El Nino 2023 punya imbas, setidaknya terjadi kebakaran di 9 TPA di Indonesia. Sisa makanan dan residu yang terperangkap plastik menghasilkan karbon dioksida, metan, amoniak, dan sulfur. Plastik yang mudah terbakar berkolaborasi dengan terik mentari dan gas metan merubah percikan api jadi ledakan dan kebakaran. Asap karsinogen pun mengudara.
Uniknya, dari bayi sampai lansia, manusia selalu menghasilkan sampah. Sebutlah popok sekali pakai, pembalut, bungkus kemasan produk (sachet, botol, plastik, stereofoam), barang rusak, hingga alat-alat sekali pakai. Nah, makin tinggi tingkat ekonomi, makin banyak sampahnya. Tapi, manusia tak suka sampah. Boleh dicek, tiap rumah punya kantong trash bag, sayang mayoritas isinya masih campur baur.

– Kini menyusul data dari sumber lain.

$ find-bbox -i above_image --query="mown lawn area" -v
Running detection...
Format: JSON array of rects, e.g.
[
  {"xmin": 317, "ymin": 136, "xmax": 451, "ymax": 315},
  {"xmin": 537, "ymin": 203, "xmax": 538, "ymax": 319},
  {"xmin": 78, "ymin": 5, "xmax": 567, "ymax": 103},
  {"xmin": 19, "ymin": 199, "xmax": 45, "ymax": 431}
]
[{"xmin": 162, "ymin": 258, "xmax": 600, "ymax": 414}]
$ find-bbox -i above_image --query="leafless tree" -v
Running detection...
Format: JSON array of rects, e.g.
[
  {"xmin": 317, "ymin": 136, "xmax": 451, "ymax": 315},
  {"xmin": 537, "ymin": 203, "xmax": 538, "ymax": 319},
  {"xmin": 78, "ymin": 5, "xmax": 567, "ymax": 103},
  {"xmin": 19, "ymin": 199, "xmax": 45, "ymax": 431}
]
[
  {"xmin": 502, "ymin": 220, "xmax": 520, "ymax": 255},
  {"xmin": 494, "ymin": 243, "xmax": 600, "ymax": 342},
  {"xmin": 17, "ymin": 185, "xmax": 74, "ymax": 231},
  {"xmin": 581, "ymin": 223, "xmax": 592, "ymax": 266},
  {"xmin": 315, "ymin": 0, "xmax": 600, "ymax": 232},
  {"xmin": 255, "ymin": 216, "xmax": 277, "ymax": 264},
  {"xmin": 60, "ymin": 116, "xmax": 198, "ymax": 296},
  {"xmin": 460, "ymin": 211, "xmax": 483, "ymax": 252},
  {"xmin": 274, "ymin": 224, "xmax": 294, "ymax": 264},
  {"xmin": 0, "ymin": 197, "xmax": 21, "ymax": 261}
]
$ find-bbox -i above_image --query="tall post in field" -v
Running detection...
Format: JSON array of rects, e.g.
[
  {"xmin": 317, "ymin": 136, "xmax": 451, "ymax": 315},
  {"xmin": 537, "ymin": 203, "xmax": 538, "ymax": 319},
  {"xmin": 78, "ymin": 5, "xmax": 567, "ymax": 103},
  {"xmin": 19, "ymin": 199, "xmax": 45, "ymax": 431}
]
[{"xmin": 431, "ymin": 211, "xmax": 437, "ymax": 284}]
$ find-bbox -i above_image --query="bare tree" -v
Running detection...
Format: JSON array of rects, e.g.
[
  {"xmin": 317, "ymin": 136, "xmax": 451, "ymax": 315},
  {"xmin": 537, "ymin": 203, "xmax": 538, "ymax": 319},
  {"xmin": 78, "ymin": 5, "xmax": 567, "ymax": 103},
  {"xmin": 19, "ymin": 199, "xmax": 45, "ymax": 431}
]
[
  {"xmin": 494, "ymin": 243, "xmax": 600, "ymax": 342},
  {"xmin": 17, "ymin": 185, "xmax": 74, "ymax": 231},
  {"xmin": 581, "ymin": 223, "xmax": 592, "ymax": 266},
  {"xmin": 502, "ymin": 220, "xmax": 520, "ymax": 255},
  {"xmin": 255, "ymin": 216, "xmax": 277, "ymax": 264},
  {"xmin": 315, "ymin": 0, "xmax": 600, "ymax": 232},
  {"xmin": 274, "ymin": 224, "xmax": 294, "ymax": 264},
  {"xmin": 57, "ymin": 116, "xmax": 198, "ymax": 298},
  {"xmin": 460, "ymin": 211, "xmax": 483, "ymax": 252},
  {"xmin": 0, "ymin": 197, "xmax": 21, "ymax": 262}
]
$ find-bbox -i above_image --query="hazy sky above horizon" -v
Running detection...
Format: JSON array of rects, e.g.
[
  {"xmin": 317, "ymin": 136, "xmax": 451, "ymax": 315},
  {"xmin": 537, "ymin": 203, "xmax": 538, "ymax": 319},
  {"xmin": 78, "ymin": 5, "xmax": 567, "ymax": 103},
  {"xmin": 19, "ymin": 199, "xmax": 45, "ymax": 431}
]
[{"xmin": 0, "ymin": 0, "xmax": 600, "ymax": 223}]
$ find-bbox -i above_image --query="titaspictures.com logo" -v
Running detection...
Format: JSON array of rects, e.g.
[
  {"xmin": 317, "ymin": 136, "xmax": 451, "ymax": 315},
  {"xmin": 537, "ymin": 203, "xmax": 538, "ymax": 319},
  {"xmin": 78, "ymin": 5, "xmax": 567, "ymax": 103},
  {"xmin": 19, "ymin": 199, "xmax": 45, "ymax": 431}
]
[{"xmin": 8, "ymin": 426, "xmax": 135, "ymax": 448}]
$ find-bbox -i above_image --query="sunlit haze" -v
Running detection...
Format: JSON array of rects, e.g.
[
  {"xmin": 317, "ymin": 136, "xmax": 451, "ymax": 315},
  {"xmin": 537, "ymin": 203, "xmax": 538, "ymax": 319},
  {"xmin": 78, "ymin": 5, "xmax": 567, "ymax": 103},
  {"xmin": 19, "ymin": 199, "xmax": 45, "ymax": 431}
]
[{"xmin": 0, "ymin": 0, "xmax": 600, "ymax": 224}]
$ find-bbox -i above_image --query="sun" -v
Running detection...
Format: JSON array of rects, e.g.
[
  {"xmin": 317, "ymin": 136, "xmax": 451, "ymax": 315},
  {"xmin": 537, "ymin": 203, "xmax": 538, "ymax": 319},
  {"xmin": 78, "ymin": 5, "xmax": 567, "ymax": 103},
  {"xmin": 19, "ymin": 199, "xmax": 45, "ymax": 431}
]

Ubah 'Buang' Jadi 'Kelola' Sampah
Ternyata, jargon 'Buanglah sampah di tempat sampah' ternyata punya konotasi negatif. Boleh nyampah, asal tidak di tempat saya, as long as not in my backyard. “Lha saya sudah bayar iuran sampah bulanan. Kok sampah nggak diangkut juga ?”
Nah, mayoritas sampah di Indonesia masih bersistem open dumping, landfill. Sampah hanya bergeser dari satu tempat menjadi gunungan di TPA. Padahal sampah punya energi. Sampah bisa jadi manfaat, dengan prasyarat: DIPILAH. Keprihatinan ini membuat kami ingin melakukan sesuatu. Yuk ke tempat kami, ke rumah kecil di pinggiran ibukota!
Mulai dari Hulu
Mengelola sampah musti dimulai hulu, yakni meminimalisir munculnya sampah :
Pertama, Berfikir ulang sebelum belanja (rethink) memilih barang awet berkualitas, meski mahal di awal, agar tidak cepat nyampah.
Kedua, Mengurangi konsumsi (reduce) atau mengganti dengan produk lain (replace) dan dengan kemasan pakai ulang (reuse).